The pattern of farming changed little during the later 19th century: in 1876 the proportions of arable, pasture, and downland were similar to those of 1840, and there were approximately the same numbers of cattle, sheep, and pigs in 1875 as in 1801. (fn. 190) In the 1930s an unidentified Sompting farm still grew wheat and oats on a four-course rotation, and kept some dairy cattle on the brookland and sheep on the downs. Much poultry and a few pigs were also kept. (fn. 191) During the Second World War, however, the area of arable on the downs was greatly extended, and after 1945 hardly any sheep were kept in Sompting. An increasing number of beef cattle were kept on the meadows in the southern half of the parish. (fn. 192) In the 1960s barley and wheat were the main crops. (fn. 193) In the 1970s the acreages of arable and grazing land were roughly equal. Most farms produced corn and beef cattle, and Upton farm included a large dairy unit. (fn. 194)

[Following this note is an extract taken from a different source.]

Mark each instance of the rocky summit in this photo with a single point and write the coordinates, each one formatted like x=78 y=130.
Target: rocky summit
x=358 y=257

In the 1830s nearly three-quarters of the adult male population was employed in agriculture and work was available for them all. Women and children found occasional summer employment on the farms or on the market-gardens which were becoming increasingly important in the parish's economy. (fn. 195) By 1814 there had been many orchards and gardens supplying local markets, especially Worthing, and by 1838 47 a. were occupied by market-gardens, for which special tithing arrangements were made. (fn. 196) By 1859 there were 8 marketgardeners in Sompting, including John Pullen at Rectory House. He built up a large nursery business, growing grapes, peaches, melons, strawberries, and vegetables, as well as tobacco to make his own insecticide. The nurseries remained in his family, eventually becoming H. and A. Pullen-Burry Ltd., in 1951 the largest employers in Sompting. In 1913 the firm had 400 a. under cultivation and in that year Mr. Pullen-Burry perfected a system of movable greenhouses with heating, ventilating, and watering systems combined. (fn. 197) By 1875 the parish had 73 a. of market-gardens and 27 a. of orchards. (fn. 198) The industry continued to expand until the early 20th century, and although in 1906 it was said to be declining through foreign competition there were 10 market-gardeners and nurserymen in Sompting in 1911, and 13 in 1930. (fn. 199) By 1913 currants and gooseberries were the largest fruit crops, followed by raspberries and strawberries, and the orchards produced apples, plums, and pears. (fn. 200) In 1922 31 a. east of Halewick Farm were market-gardens, and there were nurseries there and at Cokeham Manor, then called Abbey Nurseries. (fn. 201) In 1940 A. G. Linfield Ltd. bought Hill Barn Nursery in Halewick Lane. From 1973 they also had c. 6 a. of glass-houses in West Street. Their main greenhouse crops were then mushrooms and peppers. (fn. 202)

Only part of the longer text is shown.